We hope these changes will lead to learning gains in a higher proportion of the class. QRQ and ATS scores for our first offering of the hybrid version (Spring 2015) are shown in Supplemental Tables 1 and 2, and pooled data across both semesters is shown in Supplemental Tables 3 and 4. QRQ and ATS scores each showed improvements of 0.28 pretest SDs (p = 0.046 for QRQ; p = 0.077 for ATS; Supplemental Tables 1 and 2). These effect sizes are on the whole (nonstatistically significantly) smaller, around half the size of the fully face-to-face class discussed at length above. When data from both years were combined, effect sizes for both QRQ and ATS overall scores were intermediate and remained statistically significant (0.46 and 0.42 pretest SDs for QRQ and ATS, respectively; both p < 0.001; Supplemental Tables 3 and 4).

Note that while there is a strong correlation between subscore effect sizes across the two semesters for QRQ (Pearson’s r = 0.55, p < 0.001), the best- and worst-performing subscores in Table 4 nevertheless regress to the mean in Supplemental Tables 1 and 2, a fact that acts as a caution against the overinterpretation of outlier subscores.

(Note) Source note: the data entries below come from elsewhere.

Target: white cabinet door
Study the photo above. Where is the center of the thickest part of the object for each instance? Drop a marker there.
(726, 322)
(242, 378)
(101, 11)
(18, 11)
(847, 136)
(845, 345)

Nevertheless, the added power afforded by combining results from both years increased the number of individual subscore items showing a change with p < 0.05 (Supplemental Table 3). A consistent underperformer across both semesters was equiprobability bias, which we intend to target more actively next time. Similarly, while overall ATS improvements were seen in each year, when both were combined, the effect sizes of individual ATS items were entirely uncorrelated between years (Pearson’s r = 10−5). This reinforces the caution that individual attitude items are likely uninformative, even though the overall effect sizes may indicate a more general and positive shift in attitudes.

While not definitively worse, clearly the hybrid version is not outperforming the face-to-face version at this time. We note that there were the inevitable teething problems associated with the transition to online instruction, and we hope to see learning gains improve over the coming years as the online materials are refined in the light of the abundant data that online instruction generates. If and when the online hybrid version outperforms the original, a second benefit of the new format is to make it easy to disseminate; its writing-intensive nature can be preserved if a high faculty–student ratio is available, or a simplified version should work for larger classes, helping meet high demand. In the meantime, extensive and up-to-date course materials beyond the Supplemental Materials are available on request.